In making acceptable use of resources, individuals covered by this policy must not:

  • Use technology assets unlawfully or in violation of Seminary policy.
  • Install unauthorized software or hardware on a Seminary-issued asset.
  • Allow an unauthorized individual access to use Seminary technology assets (individuals who do not have a user account, or business relationship with the Seminary).
  • Leave your device unsecured (fail to lock screen, logging out of the system or positioning screen away from public view when accessing Confidential Information).
  • Access, process or store Confidential Information if not authorized.
  • Fail to provide reasonable physical protection to Seminary-issued assets to avoid theft (ways of preventing theft include storing assets out of view, locking them up, and keeping them on your person).
  • Attempt to circumvent security controls. Change or remove any computer settings, software or controls that provide confidentiality, integrity or availability to data or systems such as antivirus software, group/active directory policies, system folder permissions, user permissions, screen lock settings, audit settings, system services.
  • Deliberately introduce unauthorized software to a Seminary-issued asset such as malware, hacking/cracking tools, anti-forensic or network tunnelling software especially through the use of a personal (non-Seminary issued) email account (be cautious when accessing these email accounts from a Seminary-issued device).
  • Share Seminary-issued passwords.
  • Physically connect a wired network connection of personally owned devices to any Seminary network receptacle. Personal devices (when on campus) are only permitted on the Seminary’s publicly advertised WiFi.
  • Disclose confidential Seminary information to an unauthorized entity or person.
  • Attempt to gain unauthorized access to any Seminary information system.
  • Use of a Seminary technology asset that conflicts with the Employee, Faculty or Student Handbook or Seminary policy (including but not restricted to abusive, harassing, defamatory, profane, racist, or illegal behavior).

3.3 Use of Personally-Owned Computing Devices for Seminary purposes

Users are required to adhere to local, state, federal and international laws governing the use of personally owned devices while on Seminary property or while conducting Seminary business regardless of location.

Seminary staff who have been authorized to access Confidential Information using their personally owned device must use reasonable security controls, including requiring authentication to access the device (PIN, password, biometric, encryption).

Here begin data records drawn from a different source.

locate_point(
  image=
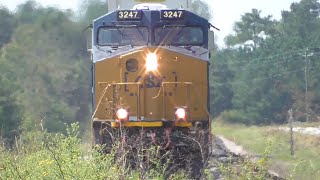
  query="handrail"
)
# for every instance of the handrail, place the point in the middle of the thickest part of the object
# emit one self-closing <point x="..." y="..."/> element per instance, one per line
<point x="163" y="95"/>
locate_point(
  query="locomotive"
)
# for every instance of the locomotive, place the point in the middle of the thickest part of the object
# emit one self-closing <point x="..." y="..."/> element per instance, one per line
<point x="150" y="78"/>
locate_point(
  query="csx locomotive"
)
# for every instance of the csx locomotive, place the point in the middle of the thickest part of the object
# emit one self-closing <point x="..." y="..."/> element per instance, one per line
<point x="150" y="77"/>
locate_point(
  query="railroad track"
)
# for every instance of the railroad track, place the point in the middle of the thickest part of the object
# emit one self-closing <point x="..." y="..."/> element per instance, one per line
<point x="224" y="163"/>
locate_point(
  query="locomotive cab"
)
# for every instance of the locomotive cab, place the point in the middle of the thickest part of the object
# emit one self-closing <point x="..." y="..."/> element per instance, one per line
<point x="150" y="76"/>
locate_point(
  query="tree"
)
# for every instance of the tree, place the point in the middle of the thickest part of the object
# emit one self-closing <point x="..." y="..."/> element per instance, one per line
<point x="7" y="25"/>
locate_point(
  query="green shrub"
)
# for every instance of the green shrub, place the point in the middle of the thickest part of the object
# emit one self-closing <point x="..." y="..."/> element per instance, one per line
<point x="43" y="155"/>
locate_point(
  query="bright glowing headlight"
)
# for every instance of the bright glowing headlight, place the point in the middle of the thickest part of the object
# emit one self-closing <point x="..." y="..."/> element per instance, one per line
<point x="181" y="113"/>
<point x="151" y="62"/>
<point x="122" y="114"/>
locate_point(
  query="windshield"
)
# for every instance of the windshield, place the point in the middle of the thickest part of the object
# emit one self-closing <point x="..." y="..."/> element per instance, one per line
<point x="120" y="36"/>
<point x="179" y="35"/>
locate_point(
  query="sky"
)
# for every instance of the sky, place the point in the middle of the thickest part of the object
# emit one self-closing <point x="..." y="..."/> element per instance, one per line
<point x="224" y="12"/>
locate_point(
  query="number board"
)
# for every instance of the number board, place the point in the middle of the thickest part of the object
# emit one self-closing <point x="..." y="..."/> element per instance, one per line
<point x="172" y="14"/>
<point x="127" y="15"/>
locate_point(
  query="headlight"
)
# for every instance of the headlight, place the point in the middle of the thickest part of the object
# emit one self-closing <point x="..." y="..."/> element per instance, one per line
<point x="151" y="62"/>
<point x="122" y="114"/>
<point x="181" y="113"/>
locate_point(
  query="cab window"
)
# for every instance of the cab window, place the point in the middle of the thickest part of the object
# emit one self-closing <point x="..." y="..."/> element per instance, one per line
<point x="120" y="36"/>
<point x="179" y="35"/>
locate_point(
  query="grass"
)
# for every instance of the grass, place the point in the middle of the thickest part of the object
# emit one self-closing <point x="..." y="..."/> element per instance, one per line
<point x="305" y="164"/>
<point x="41" y="155"/>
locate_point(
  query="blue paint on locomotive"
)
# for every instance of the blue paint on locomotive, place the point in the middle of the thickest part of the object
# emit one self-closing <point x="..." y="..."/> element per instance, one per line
<point x="152" y="19"/>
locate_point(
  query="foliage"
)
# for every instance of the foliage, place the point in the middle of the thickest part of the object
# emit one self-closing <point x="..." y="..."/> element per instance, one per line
<point x="269" y="67"/>
<point x="42" y="155"/>
<point x="305" y="164"/>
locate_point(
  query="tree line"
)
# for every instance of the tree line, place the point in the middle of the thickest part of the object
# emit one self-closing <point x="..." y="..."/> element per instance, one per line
<point x="269" y="67"/>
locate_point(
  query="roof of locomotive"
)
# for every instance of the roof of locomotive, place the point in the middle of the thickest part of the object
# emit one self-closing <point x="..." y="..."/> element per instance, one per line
<point x="151" y="17"/>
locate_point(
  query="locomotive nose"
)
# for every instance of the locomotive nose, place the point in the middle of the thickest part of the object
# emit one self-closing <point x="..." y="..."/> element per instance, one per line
<point x="151" y="62"/>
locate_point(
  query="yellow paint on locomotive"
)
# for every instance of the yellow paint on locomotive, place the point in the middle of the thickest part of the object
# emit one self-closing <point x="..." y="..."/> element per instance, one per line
<point x="180" y="80"/>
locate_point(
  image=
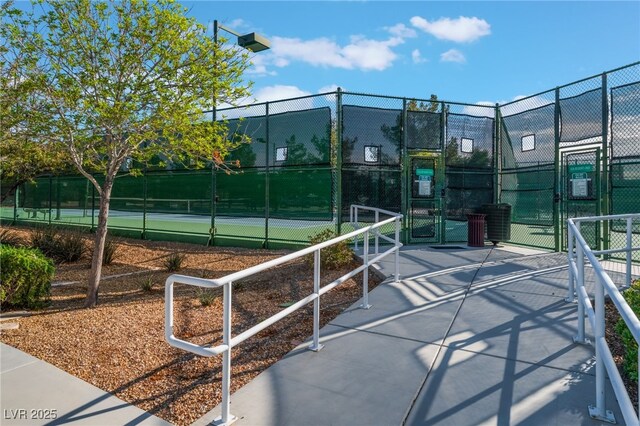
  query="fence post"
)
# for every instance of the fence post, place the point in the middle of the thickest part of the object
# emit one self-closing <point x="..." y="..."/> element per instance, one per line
<point x="556" y="170"/>
<point x="144" y="203"/>
<point x="338" y="165"/>
<point x="316" y="346"/>
<point x="629" y="251"/>
<point x="377" y="231"/>
<point x="226" y="417"/>
<point x="605" y="198"/>
<point x="397" y="254"/>
<point x="365" y="274"/>
<point x="571" y="291"/>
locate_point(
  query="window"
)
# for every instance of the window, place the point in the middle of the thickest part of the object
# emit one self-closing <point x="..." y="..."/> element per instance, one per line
<point x="281" y="154"/>
<point x="528" y="143"/>
<point x="466" y="145"/>
<point x="371" y="154"/>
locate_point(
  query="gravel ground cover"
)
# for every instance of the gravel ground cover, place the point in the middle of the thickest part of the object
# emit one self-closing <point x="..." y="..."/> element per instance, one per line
<point x="119" y="346"/>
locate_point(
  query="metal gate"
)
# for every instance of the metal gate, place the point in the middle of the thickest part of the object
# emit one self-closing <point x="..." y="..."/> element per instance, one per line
<point x="581" y="192"/>
<point x="424" y="198"/>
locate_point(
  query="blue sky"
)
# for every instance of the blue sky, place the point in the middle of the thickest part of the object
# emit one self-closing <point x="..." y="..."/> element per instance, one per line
<point x="461" y="51"/>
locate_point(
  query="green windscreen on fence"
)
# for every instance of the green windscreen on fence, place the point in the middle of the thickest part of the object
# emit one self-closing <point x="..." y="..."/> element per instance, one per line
<point x="424" y="130"/>
<point x="469" y="164"/>
<point x="371" y="136"/>
<point x="581" y="116"/>
<point x="371" y="149"/>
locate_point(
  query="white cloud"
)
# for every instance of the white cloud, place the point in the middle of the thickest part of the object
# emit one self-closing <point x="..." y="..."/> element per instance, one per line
<point x="237" y="23"/>
<point x="480" y="110"/>
<point x="329" y="88"/>
<point x="460" y="30"/>
<point x="259" y="66"/>
<point x="417" y="57"/>
<point x="361" y="53"/>
<point x="401" y="30"/>
<point x="277" y="92"/>
<point x="453" y="55"/>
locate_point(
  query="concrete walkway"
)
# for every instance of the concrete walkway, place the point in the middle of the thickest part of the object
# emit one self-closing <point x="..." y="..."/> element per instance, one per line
<point x="468" y="337"/>
<point x="33" y="392"/>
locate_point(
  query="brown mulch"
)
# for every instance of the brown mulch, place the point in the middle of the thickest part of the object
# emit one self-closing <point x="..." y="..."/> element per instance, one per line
<point x="119" y="346"/>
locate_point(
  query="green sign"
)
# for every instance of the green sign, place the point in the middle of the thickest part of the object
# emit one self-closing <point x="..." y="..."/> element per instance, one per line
<point x="580" y="168"/>
<point x="424" y="172"/>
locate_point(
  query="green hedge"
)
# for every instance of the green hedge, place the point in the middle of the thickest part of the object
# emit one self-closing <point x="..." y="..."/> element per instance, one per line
<point x="25" y="277"/>
<point x="630" y="364"/>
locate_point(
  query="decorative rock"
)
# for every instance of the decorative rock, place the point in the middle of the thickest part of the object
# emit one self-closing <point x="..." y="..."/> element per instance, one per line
<point x="9" y="326"/>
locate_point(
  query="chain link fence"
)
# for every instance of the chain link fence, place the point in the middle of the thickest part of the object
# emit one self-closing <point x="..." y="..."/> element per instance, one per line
<point x="567" y="152"/>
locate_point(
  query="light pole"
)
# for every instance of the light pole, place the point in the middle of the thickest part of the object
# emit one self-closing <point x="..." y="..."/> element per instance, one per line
<point x="255" y="43"/>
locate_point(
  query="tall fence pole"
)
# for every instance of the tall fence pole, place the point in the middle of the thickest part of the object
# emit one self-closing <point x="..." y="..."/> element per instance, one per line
<point x="605" y="199"/>
<point x="266" y="179"/>
<point x="338" y="164"/>
<point x="557" y="197"/>
<point x="497" y="154"/>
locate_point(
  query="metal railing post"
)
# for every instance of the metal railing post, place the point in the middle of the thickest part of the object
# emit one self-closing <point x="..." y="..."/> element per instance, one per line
<point x="580" y="285"/>
<point x="397" y="254"/>
<point x="226" y="417"/>
<point x="316" y="346"/>
<point x="355" y="217"/>
<point x="629" y="251"/>
<point x="365" y="274"/>
<point x="377" y="218"/>
<point x="571" y="291"/>
<point x="599" y="412"/>
<point x="599" y="334"/>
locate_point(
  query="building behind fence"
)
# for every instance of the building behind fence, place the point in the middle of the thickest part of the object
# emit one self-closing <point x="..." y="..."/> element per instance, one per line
<point x="568" y="152"/>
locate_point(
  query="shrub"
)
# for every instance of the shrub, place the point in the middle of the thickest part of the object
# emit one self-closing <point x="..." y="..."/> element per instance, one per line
<point x="25" y="278"/>
<point x="110" y="250"/>
<point x="206" y="297"/>
<point x="60" y="246"/>
<point x="173" y="262"/>
<point x="630" y="362"/>
<point x="10" y="238"/>
<point x="332" y="257"/>
<point x="147" y="284"/>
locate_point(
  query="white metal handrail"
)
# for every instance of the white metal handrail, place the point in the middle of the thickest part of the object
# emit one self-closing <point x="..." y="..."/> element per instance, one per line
<point x="353" y="219"/>
<point x="226" y="282"/>
<point x="604" y="283"/>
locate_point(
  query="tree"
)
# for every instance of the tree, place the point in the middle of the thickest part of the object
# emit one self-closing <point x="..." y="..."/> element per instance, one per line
<point x="120" y="81"/>
<point x="22" y="156"/>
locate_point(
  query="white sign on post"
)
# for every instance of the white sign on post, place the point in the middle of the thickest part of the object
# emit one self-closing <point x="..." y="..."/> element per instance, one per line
<point x="580" y="187"/>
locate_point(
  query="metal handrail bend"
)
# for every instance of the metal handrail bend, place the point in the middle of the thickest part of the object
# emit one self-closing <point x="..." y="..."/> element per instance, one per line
<point x="226" y="282"/>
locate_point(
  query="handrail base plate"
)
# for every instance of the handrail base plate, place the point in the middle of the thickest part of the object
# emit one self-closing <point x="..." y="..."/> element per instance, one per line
<point x="608" y="415"/>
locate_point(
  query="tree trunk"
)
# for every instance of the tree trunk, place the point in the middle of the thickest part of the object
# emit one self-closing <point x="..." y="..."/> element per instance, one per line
<point x="98" y="246"/>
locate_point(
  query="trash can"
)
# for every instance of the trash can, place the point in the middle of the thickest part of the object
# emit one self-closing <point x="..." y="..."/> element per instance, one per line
<point x="475" y="230"/>
<point x="498" y="222"/>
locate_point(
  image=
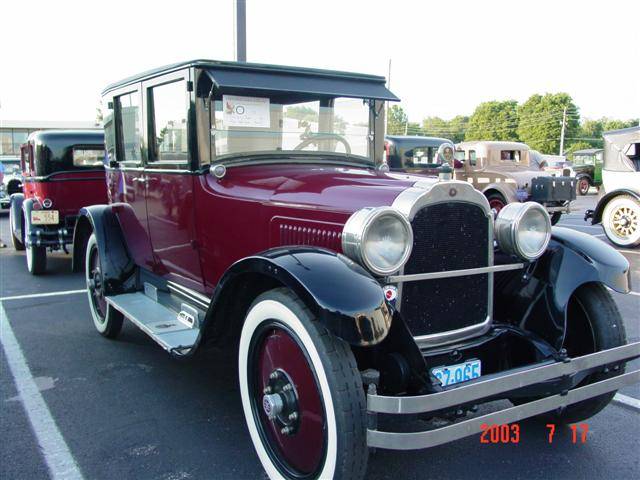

Users who are not authorized to use personal devices to access Confidential Information must not:

  • Access, store, or record any Seminary information on personal devices. Privacy data, payment card and bank account information, health data, and student data are examples of data regulated by law.
  • Use personally owned devices of any kind to take pictures or record video in private areas of the Seminary (including private offices, gym, locker room, bathrooms, and any other area of the Seminary where a reasonable expectation of privacy exists).